= Toor (Unix) =

Alternative superuser account on some Unix-like systems

toor, the word "root" spelled backwards, is an alternative superuser account in Unix-like operating systems, particularly BSD and variants.

== Purpose ==
In Unix, it is traditional to keep the root filesystem as small as reasonably possible, moving larger programs and rapidly changing data to other, optional parts of the system. This increases the likelihood that the system can be brought to a semi-usable state in the case of a partial system failure. It also means that the superuser account, necessary for repairing a broken system, should not depend on any programs outside of this small core. To this end, the root account is often configured with a shell which is small, efficient, and dependable, but awkward for daily use.

The toor account is intended as a solution to this problem. It is identical to root, but is configured to use a different, more featureful shell.

Alternatively, toor may be configured with the emergency shell, allowing root the freedom to use the featureful one.

==Implementation==
In a Unix-like system, each user has a user ID number, which is what the kernel uses to distinguish users and to manage user permissions. User ID #0 is reserved as the superuser account, and is given permission to do anything on the system.

Users log in by username, not by ID number, and a user's choice of login shell is also managed by name. This separation between name and number allows a given user ID to be associated with more than one username, each having its own shell.

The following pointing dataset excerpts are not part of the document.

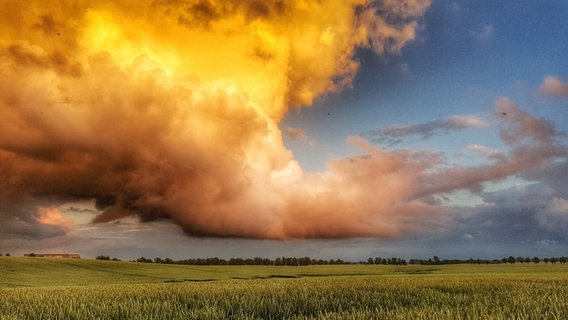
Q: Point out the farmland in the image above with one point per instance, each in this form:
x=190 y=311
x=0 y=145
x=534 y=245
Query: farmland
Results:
x=87 y=289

==Security considerations==
The presence of a 'toor' account (or the presence of more than one account with a user ID of 0) triggers a warning in many security auditing systems. This is valuable, since if the system administrator did not intend for a second superuser account, then it may mean that the system has been compromised.

It may be argued that even an intentional 'toor' account is a security risk, since it provides a second point of attack for someone trying to illicitly gain superuser privileges on the system. However, if passwords are chosen and guarded carefully, the risk increase is minimal.

For example, NetBSD ships with a disabled 'toor' account, meaning that there is no password with which one can log into the system as 'toor'. This is not a security risk in itself, though it may generate security warnings as previously described. However, if the system is compromised, an administrator may be less likely to notice the enabling of a disabled account than the creation of a new one, especially if they have become accustomed to ignoring warnings about 'toor' from their (arguably misconfigured) security program.